Las grietas del suelo eran tan profundas que mis manos se podían deslizar por ellas. Mis dedos, ásperos y endurecidos por el trabajo de aquellas tierras ahora yermas, recorrían sus formas, llenándose del polvo rojizo que antaño embarraba los cultivos. Alcé la vista al cielo vacuo de nubes y me deslumbré con el sol arrasador que quemaba mi piel, a la vez que llevaba mis manos a mi abultado vientre, tan lleno de vida y a la vez tan vacío de sustento.
Tláloc nos maldijo. Por nuestra negativa nos condenó a una eternidad de sequía y aridez. Nuestros labios agrietados y despellejados clamaban por el agua de Chalchiuhtlique. Plegarias en vano, ya que, pese a sus esfuerzos, los ríos habían dejado de correr abundantes y plenos de vida. Sólo nos quedaba la infinita desesperanza y la muerte de aquella tierra que había sido el lugar de nuestros antepasados.
Sabía que sus enfurecidas razones no se doblegarían ante nada, salvo por la ceremonia de sacrificio del único niño de nuestro pueblo. Ese había sido el motivo por el que todo se había desatado, y ahora no encontrábamos consuelo en nuestra perenne hambre. Pero sus cabellos negros destelleaban vida.
La luna se había enamorado de su tez bruñida por el sol y le acogía en su silencio por las noches, protegiéndole de cualquier espíritu malintencionado. Fue ésta la que con su luz abrió nuestros ojos y nos hizo detener el sacrificio del pequeño a Tláloc en la cueva. En aquel momento, un relámpago atravesó el horizonte y el sonido ensordecedor de los cascabeles del dios, fue lo último que escuchamos.

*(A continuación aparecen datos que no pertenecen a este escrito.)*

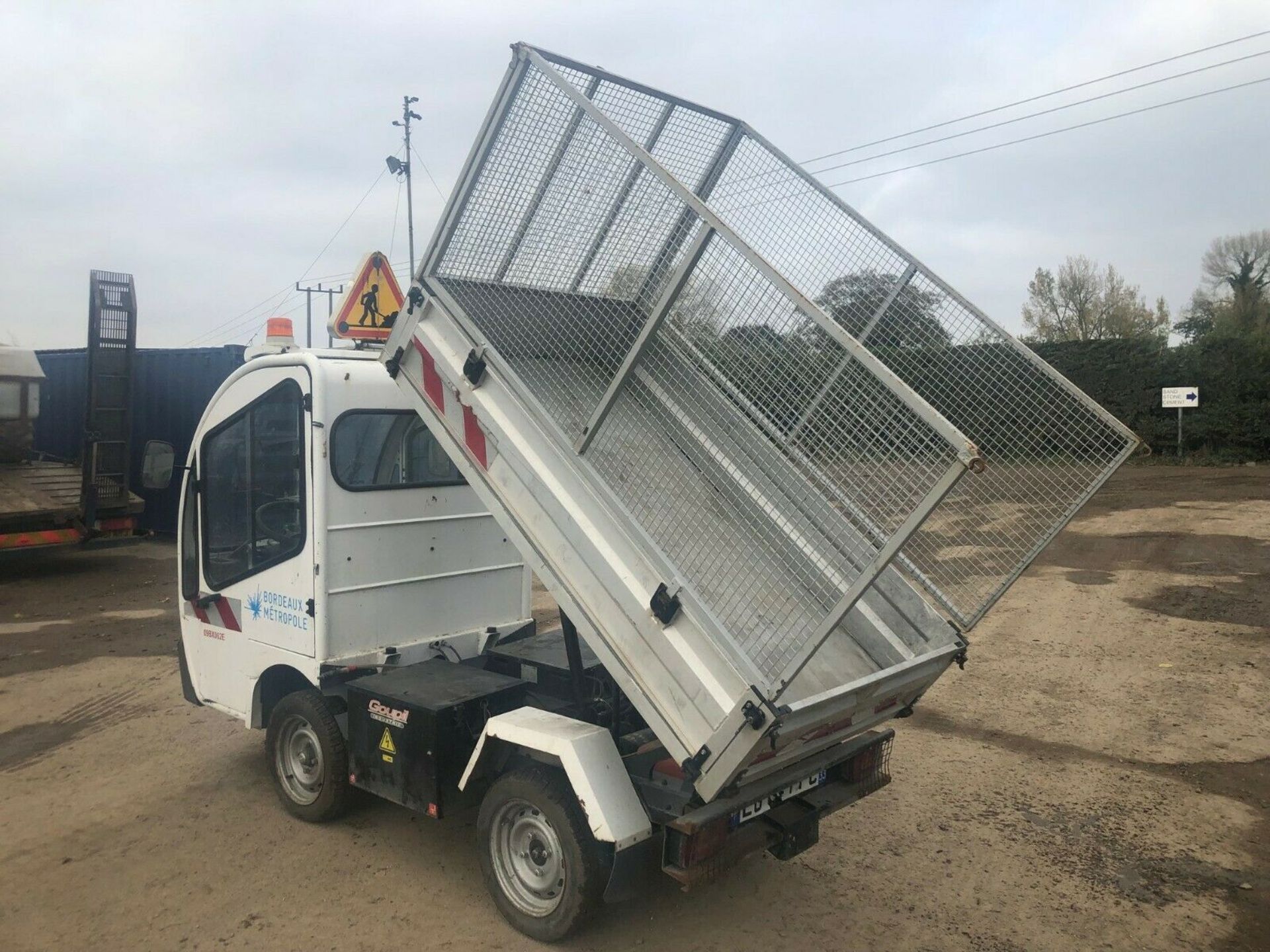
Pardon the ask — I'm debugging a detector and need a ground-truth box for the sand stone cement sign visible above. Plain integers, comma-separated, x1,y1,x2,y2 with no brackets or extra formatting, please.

Le dedicamos cantos, diseñamos vasijas, sacrificamos nuestros animales y suplicamos día tras día en su cueva. Pero, a pesar de todo y del llanto de Chalchiuhtlique, su clemencia seguía ausente. Nuestro preciado niño ahora moría de hambre y sed. Sus carrillos se habían consumido enmarcando facciones de dolor y sufrimiento. Las hondas noches negras de sus ojos, no brillaban estrelladas, y su cuerpo era mero pellejo recubriendo un esqueleto endeble y delicado.
A pesar de la fragilidad de mi cuerpo, día tras día, salía a buscar alimento. Mis pies se arrastraban en busca de alguna baya o de las hojas de algún arbusto que pudiera llevar a la boca de mi pueblo. Pero no era suficiente. Sabía que mis fuerzas no pervivirían durante mucho más tiempo. Y cada sol que nacía intentaba alejarme más y más de nuestro asentamiento, con la esperanza de que otras zonas no estuvieran condenadas.
Es día caí. Simplemente mis ojos se nublaron. Las fluctuaciones del sol en la tierra subieron hasta que me cegaron, y el aire entró en mi garganta quemándome y arrasándome por dentro. De mis manos se resbaló la bolsa de cuero vacía. Mis rodillas cedieron y se hincaron dolorosamente en el suelo. Mi cuerpo se diluyó en el vacío mientras los rayos de sol bailaban con la muerte viva en mis ojos.
Giré el rostro en un esfuerzo por no perder la vista y percibí como mis cabellos bruñidos se mezclaban con una tierra negra y profunda. Acaricié la superficie sobre la que estaba tendida y acerqué mis manos pintadas al rostro. Mi piel a penas se entreveía entre tanta negrura. Era la cuna del rayo del dios. En un delirio esperanzado, dibujé con mis dedos nubes en el cielo, como noche tras noche hacía en la cueva de Tláloc. Murmurando en un susurro las plegarias a su clemencia. Los himnos lánguidos a su benevolencia.
Comprendí que si un sacrificio era lo que deseaba sólo quedaba una posibilidad. Acaricié el refugio en el que inquieta habitaba lo único que poseía en esta existencia. Aquella alma condenada antes de encarnarse.
Dolorosamente, una lágrima surcó mis polvorientas facciones. Sin pensarlo la recogí y la llevé a mis labios que gritaron por más. Palpé a ciegas el suelo con mis manos hasta que encontré mi valija, e introduje mis pinturas hasta que mis dedos abrazaron el pequeño puñal que llevaba. Cerré los ojos, ahora clementes por el llanto y perdí la noción del tiempo de la mano de un viento que me azotaba.
Entre el delirio y la intermitente vigilia acerqué mi mano con el filo hasta mi vientre. Me detuve con su caricia sobre mi piel, y reuní las fuerzas para seguir pintando líneas negras en el cielo recitando mis súplicas. Guardé silencio y simplemente empuñé la obsidiana. Hice acopio de mis fuerzas, elevé mi destino y el primer trueno sonó.